The FDA will announce the ban of menthol-flavored cigarettes in a win for Black and LGBTQ smokers.
The Food and Drug Administration attempted several times to eliminate menthol but faced pushback from so-called Big Tobacco lobbyists, members of Congress and competing political interests across the aisle.
A lawsuit filed by anti-smoking and medical groups last summer to force the FDA to get rid of menthol, alleging that regulators had “unreasonably delayed” responding to a 2013 petition seeking to ban the flavor, is the impetus for this decision.
The FDA said it aims to draw up regulations banning the mint flavor for use in tobacco products in the coming year. Menthol and fruit flavors such as apple are popular in cigarettes, cigars and other tobacco products with Black teens.
“We will save save hundreds of thousands of lives and prevent future generations from becoming addicted smokers,” said Dr. Janet Woodcock, of the FDA.
She said research backed up the fact that banning menthol would prevent 630,000 tobacco-related deaths, a third of them Black, over 40 years.
Menthol is the only cigarette flavor that was not banned under the 2009 law that gave the FDA authority over tobacco products, and it is a flavor that many say is particularly addictive as the “cleaner” taste and numbing effect masks the toxicity of nicotine.
The mint-flavored cigarettes are predominantly consumed by young people and minorities, particularly LGBTQ and Black smokers. An estimated 85% of POC who smoke choose menthols compared to about a third of white smokers.

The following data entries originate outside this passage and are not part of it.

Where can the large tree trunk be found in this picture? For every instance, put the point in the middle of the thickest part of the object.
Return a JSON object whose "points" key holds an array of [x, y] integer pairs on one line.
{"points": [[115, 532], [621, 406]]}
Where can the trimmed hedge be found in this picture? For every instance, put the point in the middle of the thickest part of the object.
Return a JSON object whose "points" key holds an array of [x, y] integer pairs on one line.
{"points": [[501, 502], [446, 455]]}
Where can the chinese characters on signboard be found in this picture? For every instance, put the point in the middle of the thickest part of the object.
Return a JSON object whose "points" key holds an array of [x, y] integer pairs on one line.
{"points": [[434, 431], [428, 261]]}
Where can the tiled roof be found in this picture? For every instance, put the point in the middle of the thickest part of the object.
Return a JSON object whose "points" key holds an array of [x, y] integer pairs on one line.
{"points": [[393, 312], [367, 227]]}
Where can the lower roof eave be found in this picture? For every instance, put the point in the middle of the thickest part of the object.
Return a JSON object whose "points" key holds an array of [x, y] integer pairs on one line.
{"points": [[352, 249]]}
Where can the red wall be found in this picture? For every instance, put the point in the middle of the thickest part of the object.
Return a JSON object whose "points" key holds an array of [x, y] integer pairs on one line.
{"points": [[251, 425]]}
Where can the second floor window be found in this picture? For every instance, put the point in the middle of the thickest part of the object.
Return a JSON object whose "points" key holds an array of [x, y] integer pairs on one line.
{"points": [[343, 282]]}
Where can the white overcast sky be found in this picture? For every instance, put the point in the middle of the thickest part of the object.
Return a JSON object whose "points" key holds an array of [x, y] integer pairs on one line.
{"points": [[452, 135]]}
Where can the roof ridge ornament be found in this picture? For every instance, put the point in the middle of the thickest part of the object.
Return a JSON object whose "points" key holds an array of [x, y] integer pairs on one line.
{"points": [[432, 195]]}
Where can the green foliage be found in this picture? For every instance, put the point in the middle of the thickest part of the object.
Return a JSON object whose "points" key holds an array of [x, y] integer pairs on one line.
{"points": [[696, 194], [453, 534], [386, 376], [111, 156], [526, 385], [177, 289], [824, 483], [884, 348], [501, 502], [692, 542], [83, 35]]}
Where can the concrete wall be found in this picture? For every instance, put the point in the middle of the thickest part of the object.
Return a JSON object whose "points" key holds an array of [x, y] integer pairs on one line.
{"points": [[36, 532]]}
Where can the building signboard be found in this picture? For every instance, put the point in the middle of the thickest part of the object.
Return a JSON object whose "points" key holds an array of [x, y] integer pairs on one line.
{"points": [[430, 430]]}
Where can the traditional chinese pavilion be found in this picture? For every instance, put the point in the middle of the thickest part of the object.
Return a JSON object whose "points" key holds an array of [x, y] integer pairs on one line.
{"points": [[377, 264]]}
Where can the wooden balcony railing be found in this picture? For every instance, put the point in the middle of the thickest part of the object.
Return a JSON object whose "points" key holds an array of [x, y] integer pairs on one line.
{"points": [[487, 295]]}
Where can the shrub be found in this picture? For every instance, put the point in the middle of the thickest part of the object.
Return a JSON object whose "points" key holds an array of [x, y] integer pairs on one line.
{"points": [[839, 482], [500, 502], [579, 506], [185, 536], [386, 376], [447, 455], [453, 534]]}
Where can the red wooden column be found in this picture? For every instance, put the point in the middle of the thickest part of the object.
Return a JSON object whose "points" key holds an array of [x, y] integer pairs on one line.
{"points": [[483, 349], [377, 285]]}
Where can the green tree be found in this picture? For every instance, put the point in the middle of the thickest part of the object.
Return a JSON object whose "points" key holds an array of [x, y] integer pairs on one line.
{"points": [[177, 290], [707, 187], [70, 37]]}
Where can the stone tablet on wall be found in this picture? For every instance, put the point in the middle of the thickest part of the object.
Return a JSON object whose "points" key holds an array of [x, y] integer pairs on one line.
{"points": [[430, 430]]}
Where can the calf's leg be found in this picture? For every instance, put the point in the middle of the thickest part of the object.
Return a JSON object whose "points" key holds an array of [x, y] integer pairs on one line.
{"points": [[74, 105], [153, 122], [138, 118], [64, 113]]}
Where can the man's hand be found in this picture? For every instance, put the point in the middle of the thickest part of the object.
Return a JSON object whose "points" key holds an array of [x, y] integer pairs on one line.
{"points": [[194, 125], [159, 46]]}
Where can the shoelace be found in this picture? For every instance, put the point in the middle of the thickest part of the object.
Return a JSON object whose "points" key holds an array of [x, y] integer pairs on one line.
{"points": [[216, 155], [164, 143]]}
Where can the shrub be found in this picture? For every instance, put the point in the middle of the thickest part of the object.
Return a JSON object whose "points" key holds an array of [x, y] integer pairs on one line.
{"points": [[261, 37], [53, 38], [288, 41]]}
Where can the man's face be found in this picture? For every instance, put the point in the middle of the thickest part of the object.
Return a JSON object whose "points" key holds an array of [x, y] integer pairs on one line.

Smoking can cause cancer, strokes and heart attacks. It is blamed for almost half a million deaths each year in the U.S. Black smokers have more problems quitting the habit, which the U.S. Surgeon General attributes to menthol-flavored cigarettes, which have the feeling of being cooling and medicinal.
The FDA’s attempts to get rid of menthol have repeatedly been delayed or derailed by forces inside and outside government.
Massachusetts and California have successfully passed laws banning menthol. But California’s ban was suspended in January after a legal challenge backed by tobacco companies; the issue is on the ballot next year. This would be the first federal ban.